/Anti-Flow

A repository built on the Flow software package to explore cyber-security attacks on intelligent transportation systems.

Primary LanguageJupyter Notebook

Anti-Flow

This repository is built on and extends the Flow software package to explore cyber-security attacks on intelligent transportation systems. Where Flow is focused on how sparesely adopted AVs can improve traffic, this repository explores the opposite question: How can sparsely cyber-compromised AVs be used to degrade traffic flow?

Getting started:

Anti-Flow relies on the SUMO simulation environment. We recommend using the installation instructions here. Test the installation via the following commands:

  • which sumo
  • sumo --version
  • sumo-gui

If succesful this will print the version of sumo being run, and then open the sumo graphical user interface. It is very important that SUMO be installed correctly as the rest of Anti-Flow/Flow relies on SUMO for performing simulation.
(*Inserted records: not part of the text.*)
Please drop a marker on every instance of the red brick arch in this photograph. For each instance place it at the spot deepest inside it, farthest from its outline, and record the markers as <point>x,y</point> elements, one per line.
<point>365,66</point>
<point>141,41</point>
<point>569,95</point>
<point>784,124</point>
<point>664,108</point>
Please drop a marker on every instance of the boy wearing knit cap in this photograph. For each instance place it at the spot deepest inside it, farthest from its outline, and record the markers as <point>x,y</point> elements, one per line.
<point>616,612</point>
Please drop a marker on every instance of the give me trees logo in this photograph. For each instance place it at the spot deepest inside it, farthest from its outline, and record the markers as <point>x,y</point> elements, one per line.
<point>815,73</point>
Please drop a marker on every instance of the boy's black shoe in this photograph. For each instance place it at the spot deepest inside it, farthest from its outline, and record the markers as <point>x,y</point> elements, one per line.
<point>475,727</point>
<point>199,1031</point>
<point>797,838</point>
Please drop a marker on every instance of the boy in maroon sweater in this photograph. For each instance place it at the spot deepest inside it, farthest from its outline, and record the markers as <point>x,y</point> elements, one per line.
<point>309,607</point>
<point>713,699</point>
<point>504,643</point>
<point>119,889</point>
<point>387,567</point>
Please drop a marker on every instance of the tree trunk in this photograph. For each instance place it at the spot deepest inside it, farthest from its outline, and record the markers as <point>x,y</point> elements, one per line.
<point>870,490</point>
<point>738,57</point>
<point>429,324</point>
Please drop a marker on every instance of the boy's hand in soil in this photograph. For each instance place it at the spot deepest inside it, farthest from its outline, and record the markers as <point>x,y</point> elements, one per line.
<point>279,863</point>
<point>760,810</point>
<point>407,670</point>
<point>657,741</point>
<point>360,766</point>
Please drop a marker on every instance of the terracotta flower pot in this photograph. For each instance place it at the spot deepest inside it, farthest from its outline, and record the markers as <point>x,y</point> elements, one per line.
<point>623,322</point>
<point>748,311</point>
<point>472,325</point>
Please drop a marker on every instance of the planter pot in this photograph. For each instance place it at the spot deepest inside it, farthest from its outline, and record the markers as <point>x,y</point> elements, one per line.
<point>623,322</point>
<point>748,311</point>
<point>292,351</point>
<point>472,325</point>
We recommend setting up an anaconda environemnt to run Anti-Flow, which can be done using the following commands:

  • git clone https://github.com/georgegunter/Anti-Flow.git
  • cd <PATH_TO_ANTI_FLOW>
  • conda env create -f environment.yml
  • conda activate anti_flow
  • python setup.py develop

To test whether the installation is succesfful try running:

  • conda activate anti_flow
  • python examples/simulate.py ring

This should open the sumo-gui and present the user with an ability to run a ring-road simulation environment.

Tutorials:

For a guide on how to set up an adversarial simulation environment see \tutorials. This covers running an initial simulation, adding a compromised AV, and subseuqently using an anomaly detection technique on

Citations:

Please be sure to cite not just Anti-Flow, but also Flow when using for academic reseach.

Cite Anti-Flow here:

Gunter, G., Li, H., Hojjati, A., Nice, M., Bunting, M., Gunter, C., Li, B., Sprinkle, J., & Work, D. (2021). Compromised ACC vehicles can degrade current mixed-autonomy traffic performance while remaining stealthy against detection. arXiv preprint arXiv:2112.11986.

Cite the Flow here:

Wu, C., Kreidieh, A. R., Parvate, K., Vinitsky, E., & Bayen, A. M. (2021). Flow: A modular learning framework for mixed autonomy traffic. IEEE Transactions on Robotics.